Recently, a large-scale study on the demographics of marriage equality came out. Some of the data in it was pretty much in line with what other polls are saying. However, with the vast amount of data collected, there were some things in it that were either illuminating, or just struck me outright as weird.
1. It's all over but the crying. Pennsylvania and Florida support marriage equality at the same levels as New York and California. Six in 10 Catholics and mainline Protestants support it as well. Even if the courts weren't deciding this one, we would be a majority marriage equality nation within a few years anyway.
2. The issue is even more divisive than in 2004. The gap in support for marriage equality between Republicans and Democrats, men and woman, Blacks and whites, evangelicals and mainline Protestants, and most other groups has actually gotten wider in the past decade.
3. "Yeah, well, yeh get weirdos in every breed" Eleven percent of LGBT people oppose marriage equality, and 15 percent think the GOP is friendly to the LGBT community.
4. And the winner of the oppression Olympics is... When asked if various groups (gays, Muslims, Jews, Evangelicals, Blacks, etc...) face a lot of discrimination, transgender people were seen as the group facing the most discrimination, with 71 percent of respondents answering, "yes, a lot of discrimination." While 65 percent of survey respondents report having a close friend or family member who is lesbian or gay, only nine percent report having one who is transgender.

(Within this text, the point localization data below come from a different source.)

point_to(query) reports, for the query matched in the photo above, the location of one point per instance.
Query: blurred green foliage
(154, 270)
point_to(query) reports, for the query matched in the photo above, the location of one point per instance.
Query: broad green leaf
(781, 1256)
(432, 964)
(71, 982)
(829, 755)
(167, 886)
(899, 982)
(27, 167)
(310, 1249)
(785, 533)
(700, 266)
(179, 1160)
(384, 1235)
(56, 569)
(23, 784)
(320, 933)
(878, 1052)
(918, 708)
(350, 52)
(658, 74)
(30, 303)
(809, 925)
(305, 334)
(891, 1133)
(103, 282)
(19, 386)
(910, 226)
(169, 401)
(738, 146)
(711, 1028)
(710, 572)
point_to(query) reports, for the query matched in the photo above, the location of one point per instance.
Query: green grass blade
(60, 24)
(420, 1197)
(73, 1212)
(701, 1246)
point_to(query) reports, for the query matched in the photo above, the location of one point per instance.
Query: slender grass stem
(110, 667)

5. Living in a conservative bubble. The study showed that overall, most people (53 percent) favor marriage equality. However, of those people (41 percent) who say they oppose marriage equality, 85 percent say that most of their family opposes it as well. The vast majority of opponents of marriage equality (62-21 percent) believe that the country is on their side. While 65 percent of Americans now have a family member or friend who is lesbian or gay, most opponents of marriage equality do not. Millennials and democrats were much more likely to have a lesbian or gay family member or friend, as well as have an accurate idea of public opinion.
6. You know the "winning hearts and minds campaign" has failed when... In a survey of 4509 LGBT Americans, there wasn't a single self-identified Mormon. A sample of the general population should have found about 90. Eight percent (~360) did identify as "born again" or Evangelical, though.

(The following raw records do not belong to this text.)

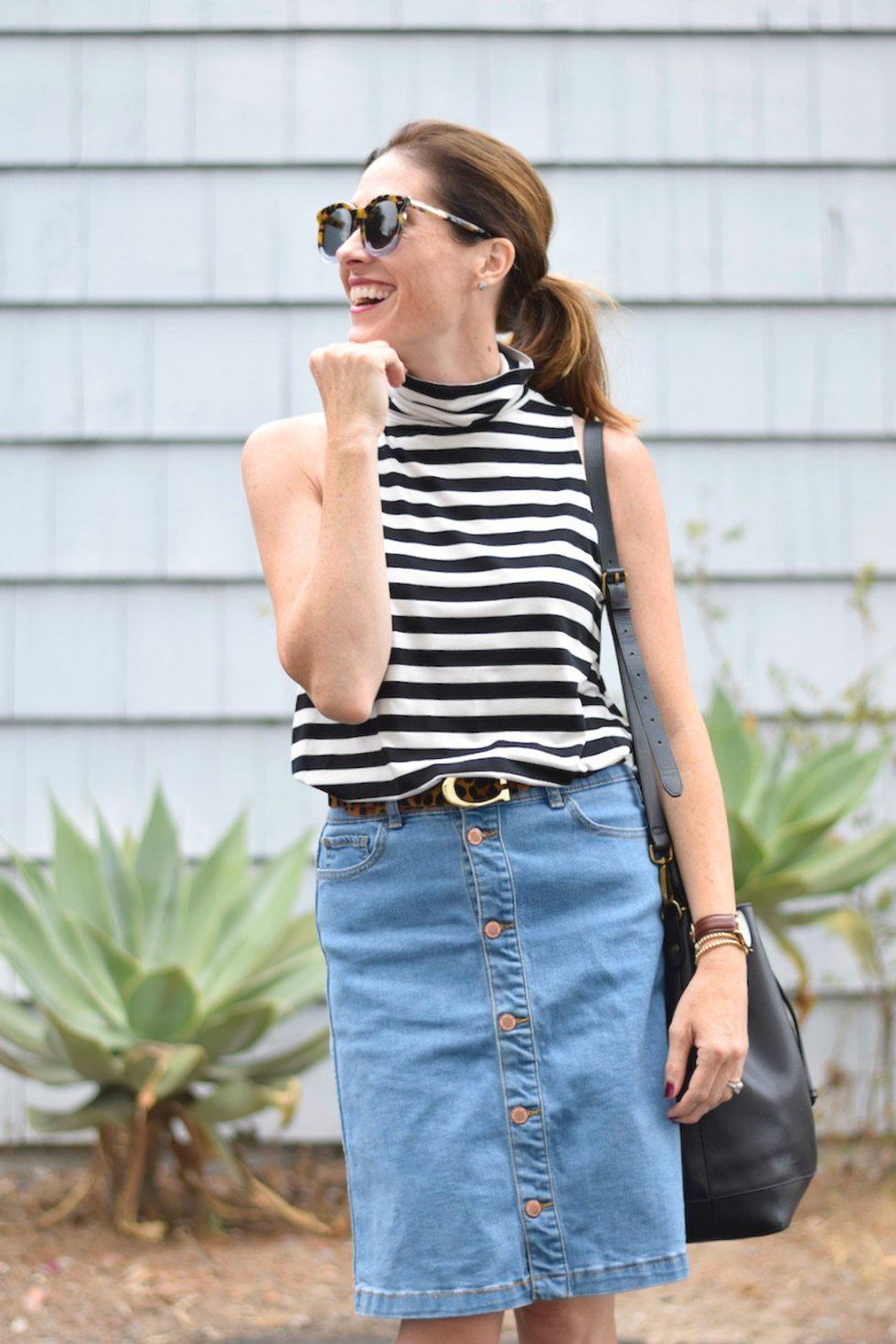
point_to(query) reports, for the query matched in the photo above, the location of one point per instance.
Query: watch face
(744, 928)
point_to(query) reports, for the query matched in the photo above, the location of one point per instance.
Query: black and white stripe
(495, 585)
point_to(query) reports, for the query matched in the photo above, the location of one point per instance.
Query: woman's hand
(354, 379)
(712, 1017)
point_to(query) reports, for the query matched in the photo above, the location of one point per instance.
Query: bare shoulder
(277, 449)
(623, 449)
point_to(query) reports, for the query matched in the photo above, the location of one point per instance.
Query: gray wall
(724, 171)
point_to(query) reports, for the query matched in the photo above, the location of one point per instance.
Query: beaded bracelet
(713, 940)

7. What planet are you from? Thirteen percent of respondents think that the Mormon Church is friendly or very friendly to LGBT people. Five percent think that the Republican Party is "very friendly" to the LGBT community.
8. Talking points from Uganda. Forty-Six percent of self-identified Tea Party members believe that the Republican Party is friendly to the LGBT community. This could mean a couple of things. Given Tea Party dissatisfaction with the GOP establishment for being too liberal, it could mean some think the Republican Party is too friendly to the LGBT community. It could also be that some are applying the Ugandan definition of "tolerance,"in that the Republican Party platform isn't actively advocating for recriminalizing being gay.
9. People see themselves as more LGBT friendly than they probably are. More Republicans see their party as friendly to LGBT people (45 percent) than unfriendly (40 percent). More Evangelical Protestants see their church as LGBT friendly (39 percent) than unfriendly (24 percent). The only group which supports marriage at a lower rate than Evangelicals (Black Protestants), sees their churches as LGBT friendly 53 percent of the time.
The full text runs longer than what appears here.